スペイン語圏最大の第73回サン・セバスティアン国際映画祭でコンペティション部門に正式招待され、関友太郎・平瀬謙太朗両監督は「宮松と山下」(2022年)に続き、2作連続の正式招待作となった。「宮松と山下」「連続ドラマW 災」に続き香川が主演を務め、中村アン、竹原ピストル、宮近海斗(Travis Japan)らが脇を固める。
家族や進路に悩む女子高生、ある過去を抱えた運送業の男、冴えないショッピングモールの清掃員と理容師、負債を抱えた旅館の支配人、平凡な主婦。ある日、ささやかな日常が、なんの前触れもなく不可解な“災い”に襲われる。警察にはすべて自殺や事故として処理されるが、何かがおかしい。刑事の堂本だけが妙な気配を感じ取り、災いの真相に迫っていく。一方で、その災いの周辺には、いつも「ある男」が紛れ込んでいた。
■不穏な雰囲気漂うビジュアルが到着
公開されたアナザービジュアルには、画面の下部に割れた鏡を覗き込む「ある男」の顔が浮かんでいる。光のない眼が見つめてくるが、鏡の亀裂に沿って分断され、左右非対称にずれている。逃げることも、目をそらすことも許されない。そんな不吉な雰囲気のアナザービジュアルとなっている。

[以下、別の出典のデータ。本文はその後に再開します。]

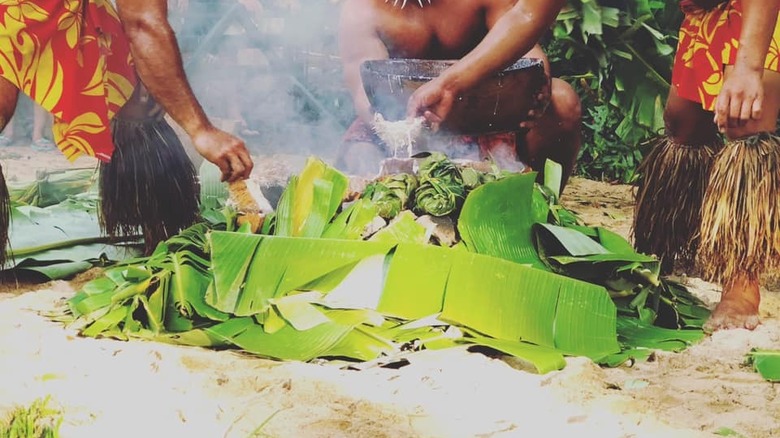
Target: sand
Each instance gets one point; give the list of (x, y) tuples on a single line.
[(129, 389)]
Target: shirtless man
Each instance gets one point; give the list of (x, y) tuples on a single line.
[(484, 36)]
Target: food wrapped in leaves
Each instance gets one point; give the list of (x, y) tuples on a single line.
[(472, 178), (441, 188), (391, 194)]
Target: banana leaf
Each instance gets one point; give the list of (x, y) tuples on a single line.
[(213, 192), (62, 240), (544, 359), (416, 281), (766, 363), (517, 302), (496, 220), (53, 187), (635, 333), (251, 269), (570, 252), (352, 222), (403, 229), (310, 200), (441, 190)]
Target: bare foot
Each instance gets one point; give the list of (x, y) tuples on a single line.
[(738, 307)]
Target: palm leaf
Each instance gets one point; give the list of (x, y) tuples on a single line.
[(766, 362)]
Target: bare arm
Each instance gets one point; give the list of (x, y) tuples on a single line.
[(159, 65), (511, 37), (358, 42), (158, 61), (741, 98)]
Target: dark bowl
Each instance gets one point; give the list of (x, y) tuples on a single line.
[(497, 104)]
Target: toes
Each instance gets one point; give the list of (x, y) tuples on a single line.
[(717, 322)]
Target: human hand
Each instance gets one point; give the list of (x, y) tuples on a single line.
[(225, 150), (740, 100), (433, 101)]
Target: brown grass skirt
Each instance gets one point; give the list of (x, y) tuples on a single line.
[(668, 201), (5, 218), (740, 227), (150, 186)]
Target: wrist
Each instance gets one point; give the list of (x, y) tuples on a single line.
[(748, 66), (197, 128)]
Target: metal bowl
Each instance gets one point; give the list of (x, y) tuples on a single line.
[(497, 104)]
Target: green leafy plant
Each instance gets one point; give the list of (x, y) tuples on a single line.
[(38, 420), (524, 281)]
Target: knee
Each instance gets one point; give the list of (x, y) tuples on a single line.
[(565, 103)]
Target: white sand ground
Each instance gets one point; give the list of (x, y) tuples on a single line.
[(108, 388)]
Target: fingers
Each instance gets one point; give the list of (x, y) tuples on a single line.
[(224, 167), (756, 110), (236, 169), (433, 120), (731, 113)]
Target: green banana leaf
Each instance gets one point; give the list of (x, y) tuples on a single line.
[(53, 187), (352, 221), (251, 269), (315, 290), (766, 363), (62, 240), (403, 229), (496, 220), (310, 201)]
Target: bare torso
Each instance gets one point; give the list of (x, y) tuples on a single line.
[(444, 29)]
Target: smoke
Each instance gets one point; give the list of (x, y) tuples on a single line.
[(267, 71)]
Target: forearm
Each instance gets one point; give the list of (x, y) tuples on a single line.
[(758, 23), (512, 36), (158, 62), (359, 98)]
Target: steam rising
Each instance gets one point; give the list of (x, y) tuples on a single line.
[(269, 74)]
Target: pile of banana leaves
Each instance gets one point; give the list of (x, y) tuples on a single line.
[(54, 228), (524, 278)]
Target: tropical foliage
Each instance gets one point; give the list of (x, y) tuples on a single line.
[(618, 55), (525, 279)]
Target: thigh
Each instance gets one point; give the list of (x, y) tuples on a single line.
[(9, 95), (687, 122), (770, 108)]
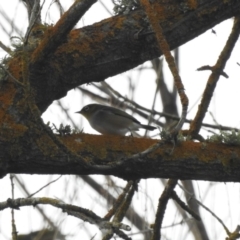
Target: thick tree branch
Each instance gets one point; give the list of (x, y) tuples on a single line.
[(189, 160), (117, 44)]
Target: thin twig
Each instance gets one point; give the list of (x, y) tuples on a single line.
[(162, 204), (14, 229), (214, 77)]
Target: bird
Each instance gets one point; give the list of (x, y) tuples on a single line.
[(111, 121)]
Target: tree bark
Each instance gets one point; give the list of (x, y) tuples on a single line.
[(91, 54)]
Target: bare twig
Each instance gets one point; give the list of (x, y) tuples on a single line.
[(162, 204), (214, 77), (164, 47), (59, 32), (14, 229)]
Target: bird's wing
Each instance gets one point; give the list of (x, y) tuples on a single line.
[(121, 113)]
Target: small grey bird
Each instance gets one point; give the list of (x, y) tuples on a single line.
[(110, 120)]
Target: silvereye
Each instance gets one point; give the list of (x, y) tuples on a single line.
[(109, 120)]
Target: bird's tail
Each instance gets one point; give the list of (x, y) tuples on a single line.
[(150, 128)]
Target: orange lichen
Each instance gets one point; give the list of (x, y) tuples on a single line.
[(192, 4)]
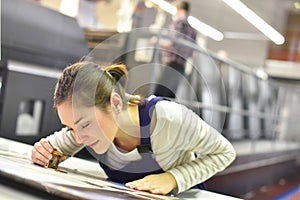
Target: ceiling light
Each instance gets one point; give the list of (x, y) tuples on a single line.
[(205, 29), (166, 6), (256, 21)]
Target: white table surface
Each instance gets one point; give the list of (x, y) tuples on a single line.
[(15, 163)]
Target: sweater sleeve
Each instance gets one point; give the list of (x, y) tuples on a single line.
[(185, 133), (65, 142)]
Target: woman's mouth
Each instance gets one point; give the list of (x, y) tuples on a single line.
[(93, 144)]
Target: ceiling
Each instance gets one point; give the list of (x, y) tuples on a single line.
[(243, 42)]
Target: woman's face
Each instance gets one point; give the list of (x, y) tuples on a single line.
[(90, 125)]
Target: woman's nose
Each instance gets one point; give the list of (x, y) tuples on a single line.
[(77, 137)]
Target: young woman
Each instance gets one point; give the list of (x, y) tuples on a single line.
[(148, 143)]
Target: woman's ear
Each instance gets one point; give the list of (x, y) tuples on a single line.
[(116, 102)]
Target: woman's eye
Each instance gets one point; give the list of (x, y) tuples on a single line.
[(85, 125)]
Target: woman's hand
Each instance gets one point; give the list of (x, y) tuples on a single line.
[(41, 153), (157, 183)]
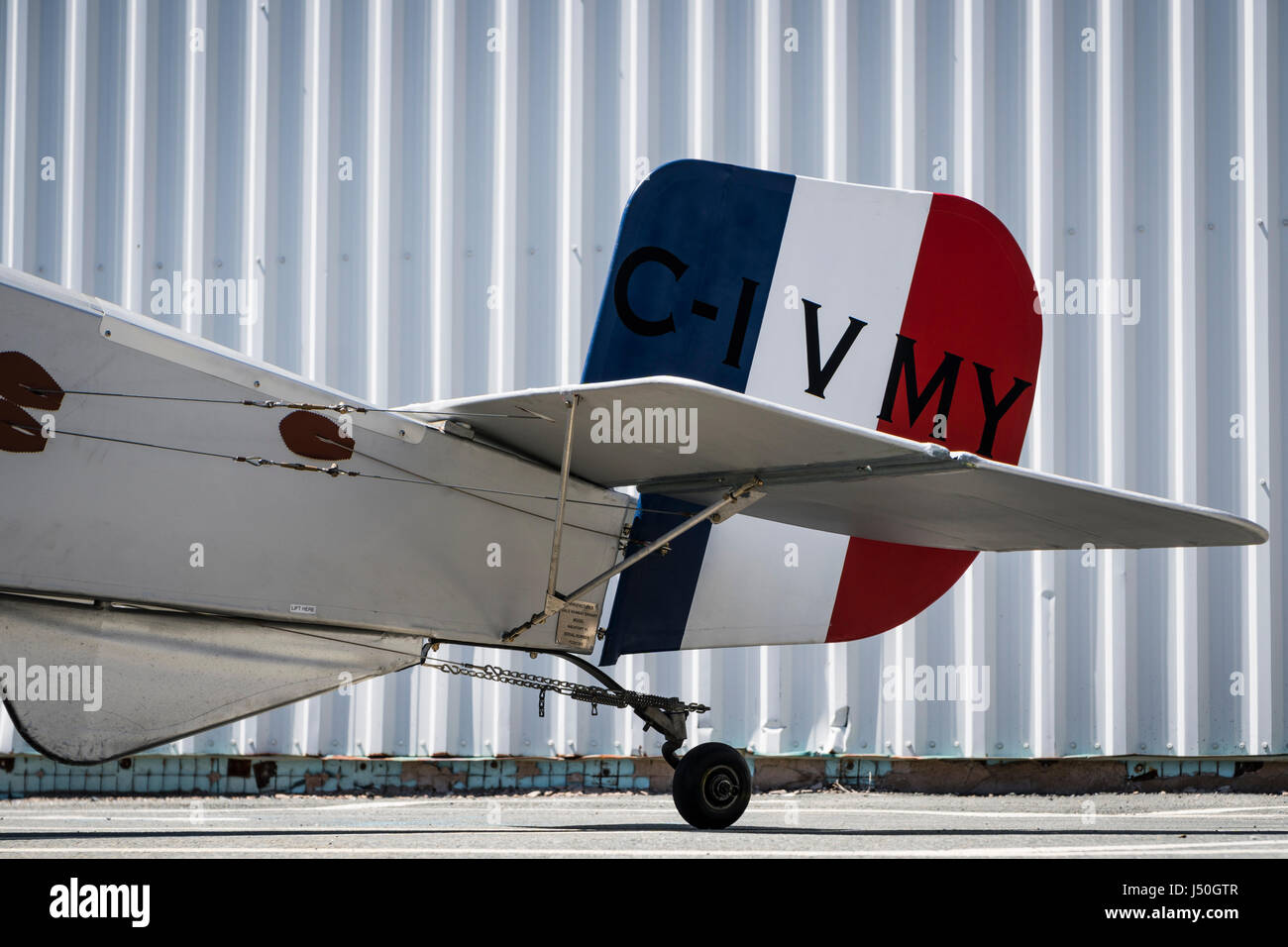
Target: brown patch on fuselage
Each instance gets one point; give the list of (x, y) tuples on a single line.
[(314, 436)]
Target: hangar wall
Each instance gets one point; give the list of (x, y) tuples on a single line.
[(428, 195)]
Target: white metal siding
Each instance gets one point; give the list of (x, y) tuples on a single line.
[(493, 145)]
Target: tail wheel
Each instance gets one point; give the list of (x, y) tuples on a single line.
[(711, 787)]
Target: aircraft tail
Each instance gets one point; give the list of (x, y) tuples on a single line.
[(907, 312)]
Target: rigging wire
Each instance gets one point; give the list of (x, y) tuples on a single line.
[(339, 407), (335, 471)]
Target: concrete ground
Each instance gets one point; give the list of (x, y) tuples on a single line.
[(622, 825)]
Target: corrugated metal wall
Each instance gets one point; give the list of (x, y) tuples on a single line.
[(428, 193)]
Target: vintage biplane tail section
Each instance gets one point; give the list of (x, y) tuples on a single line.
[(687, 444), (906, 312)]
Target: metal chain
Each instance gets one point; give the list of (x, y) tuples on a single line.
[(590, 693)]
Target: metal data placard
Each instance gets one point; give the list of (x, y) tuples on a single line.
[(579, 621)]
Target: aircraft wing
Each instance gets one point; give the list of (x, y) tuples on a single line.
[(827, 474)]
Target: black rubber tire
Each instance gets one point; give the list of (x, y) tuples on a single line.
[(711, 787)]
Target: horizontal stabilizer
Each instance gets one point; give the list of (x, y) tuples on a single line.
[(117, 681), (694, 442)]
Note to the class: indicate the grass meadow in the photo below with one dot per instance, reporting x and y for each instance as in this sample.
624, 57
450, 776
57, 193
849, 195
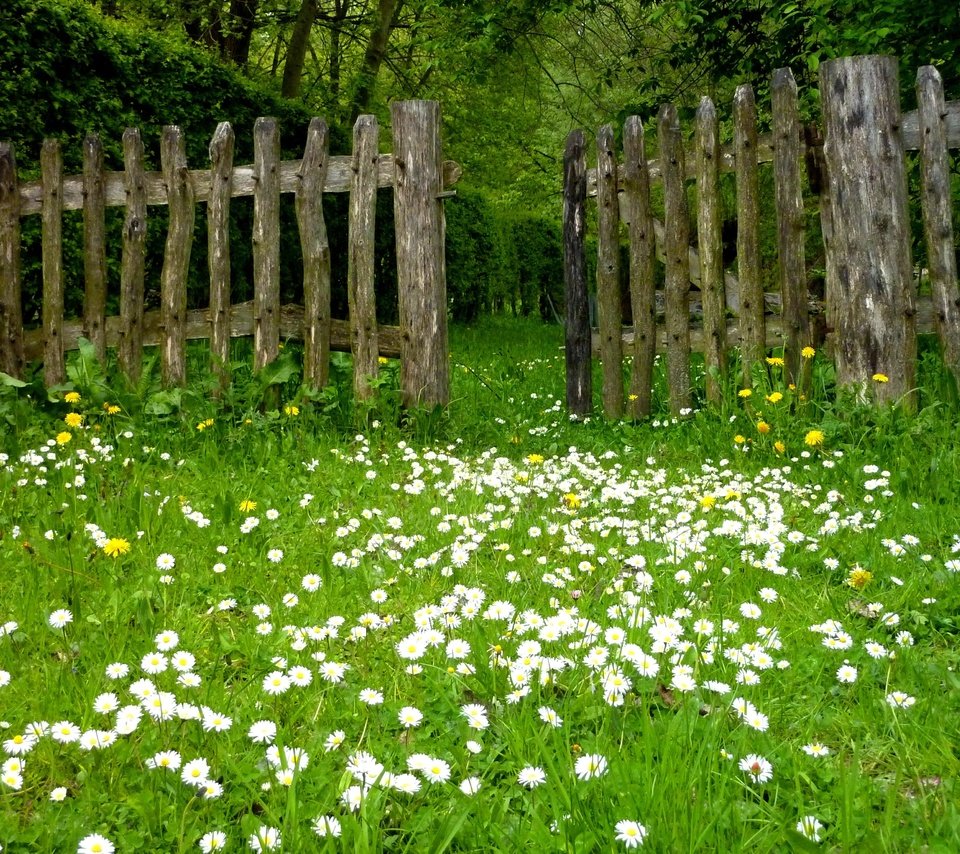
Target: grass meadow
335, 627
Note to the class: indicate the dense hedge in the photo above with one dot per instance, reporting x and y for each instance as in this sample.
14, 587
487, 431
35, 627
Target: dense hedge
66, 71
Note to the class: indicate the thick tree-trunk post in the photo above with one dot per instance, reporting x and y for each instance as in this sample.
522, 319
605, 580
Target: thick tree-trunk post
266, 243
218, 251
711, 250
753, 333
677, 249
361, 255
790, 231
11, 313
51, 169
937, 215
94, 246
315, 248
875, 331
636, 191
577, 336
176, 256
608, 274
421, 265
132, 264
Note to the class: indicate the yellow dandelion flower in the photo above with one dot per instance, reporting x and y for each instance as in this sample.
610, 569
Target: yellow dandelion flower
116, 546
859, 577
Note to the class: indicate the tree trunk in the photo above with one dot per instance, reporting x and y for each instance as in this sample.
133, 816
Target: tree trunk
297, 49
387, 12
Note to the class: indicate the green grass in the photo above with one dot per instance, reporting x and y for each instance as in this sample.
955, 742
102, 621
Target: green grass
680, 599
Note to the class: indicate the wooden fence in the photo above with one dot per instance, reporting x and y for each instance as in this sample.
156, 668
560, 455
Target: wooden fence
856, 164
415, 170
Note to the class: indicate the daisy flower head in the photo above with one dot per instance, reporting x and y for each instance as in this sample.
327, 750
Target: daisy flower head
758, 769
810, 827
60, 618
630, 833
94, 843
531, 776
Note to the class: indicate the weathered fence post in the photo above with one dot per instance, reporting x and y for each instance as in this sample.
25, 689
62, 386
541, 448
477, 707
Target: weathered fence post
711, 250
94, 247
753, 335
218, 251
266, 243
11, 313
421, 265
677, 251
51, 172
577, 336
636, 192
789, 200
937, 214
315, 248
362, 231
608, 274
874, 312
132, 265
176, 256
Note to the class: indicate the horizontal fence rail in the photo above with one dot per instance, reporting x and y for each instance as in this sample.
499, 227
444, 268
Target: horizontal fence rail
871, 311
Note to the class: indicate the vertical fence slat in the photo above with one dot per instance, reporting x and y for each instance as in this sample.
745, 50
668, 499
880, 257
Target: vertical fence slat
218, 250
676, 249
789, 201
875, 330
132, 264
11, 314
753, 334
315, 248
711, 250
361, 249
266, 242
176, 258
636, 191
51, 215
94, 246
421, 266
608, 274
577, 337
937, 214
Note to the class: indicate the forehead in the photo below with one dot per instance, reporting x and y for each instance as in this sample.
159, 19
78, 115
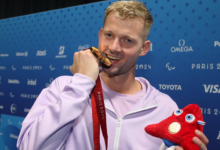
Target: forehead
130, 26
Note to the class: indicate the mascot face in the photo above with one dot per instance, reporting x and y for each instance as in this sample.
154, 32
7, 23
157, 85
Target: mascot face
180, 127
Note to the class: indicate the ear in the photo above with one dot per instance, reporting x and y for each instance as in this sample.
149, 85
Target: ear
100, 32
145, 49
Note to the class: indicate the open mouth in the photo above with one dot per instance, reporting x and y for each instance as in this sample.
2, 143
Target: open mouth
112, 58
179, 120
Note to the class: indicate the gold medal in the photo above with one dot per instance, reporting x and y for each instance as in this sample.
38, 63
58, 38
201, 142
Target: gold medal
104, 60
174, 127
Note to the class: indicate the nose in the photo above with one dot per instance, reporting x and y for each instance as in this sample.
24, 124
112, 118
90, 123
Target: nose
115, 46
181, 117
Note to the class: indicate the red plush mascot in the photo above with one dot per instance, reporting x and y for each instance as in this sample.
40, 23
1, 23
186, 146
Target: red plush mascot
179, 129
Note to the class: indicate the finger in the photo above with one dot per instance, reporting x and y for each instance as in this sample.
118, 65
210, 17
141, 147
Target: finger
198, 142
178, 148
202, 137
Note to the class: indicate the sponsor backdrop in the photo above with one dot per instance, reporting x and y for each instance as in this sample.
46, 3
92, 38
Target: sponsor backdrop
184, 59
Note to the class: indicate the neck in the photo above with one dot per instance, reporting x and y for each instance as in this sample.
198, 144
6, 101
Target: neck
124, 84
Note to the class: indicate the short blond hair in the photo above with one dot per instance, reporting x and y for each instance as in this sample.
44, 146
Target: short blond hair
129, 10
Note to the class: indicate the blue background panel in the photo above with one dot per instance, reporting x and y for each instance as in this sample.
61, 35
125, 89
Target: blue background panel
184, 59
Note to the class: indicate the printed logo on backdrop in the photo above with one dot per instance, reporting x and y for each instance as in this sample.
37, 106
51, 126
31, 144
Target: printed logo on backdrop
13, 81
52, 68
218, 137
26, 110
22, 54
205, 66
210, 88
182, 47
216, 43
13, 108
61, 52
4, 55
83, 47
9, 121
169, 67
2, 94
41, 53
2, 68
143, 66
29, 96
151, 47
48, 84
32, 82
171, 87
32, 67
66, 67
13, 68
11, 95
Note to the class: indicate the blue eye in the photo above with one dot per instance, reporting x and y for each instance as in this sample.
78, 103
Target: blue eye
190, 118
178, 112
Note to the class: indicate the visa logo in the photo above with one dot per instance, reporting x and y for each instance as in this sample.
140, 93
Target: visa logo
210, 88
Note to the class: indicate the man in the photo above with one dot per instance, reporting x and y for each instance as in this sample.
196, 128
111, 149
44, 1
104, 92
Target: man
61, 117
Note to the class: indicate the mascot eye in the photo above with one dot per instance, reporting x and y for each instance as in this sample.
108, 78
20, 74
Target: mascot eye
178, 112
190, 118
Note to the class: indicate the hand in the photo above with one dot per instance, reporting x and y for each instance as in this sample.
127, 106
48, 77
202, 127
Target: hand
202, 141
84, 62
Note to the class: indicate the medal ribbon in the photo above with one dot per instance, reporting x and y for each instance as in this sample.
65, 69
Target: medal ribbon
98, 115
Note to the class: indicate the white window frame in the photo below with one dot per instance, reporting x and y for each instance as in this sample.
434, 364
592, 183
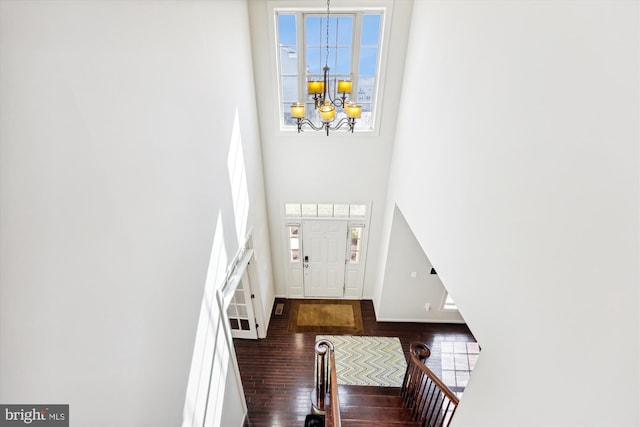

さらに、各界の著名人からのコメントも公開された。「トウキョウソナタ」(2008年)、「クリーピー 偽りの隣人」(2016年)などで香川とタッグを組んだ黒沢清監督は、劇中の香川の瞳を「あれはもう人間のものではない」と表現力を絶賛。
また、映画「8番出口」の川村元気監督は「観る者の脳を揺らし続ける、圧巻のエンタテインメント」と本作の斬新で残酷な物語を賞賛している。「近畿地方のある場所について」などを手掛けるホラー作家・背筋氏も「彼らの不幸に、どうか理由がありますように」と本編の展開に、夢中になったという。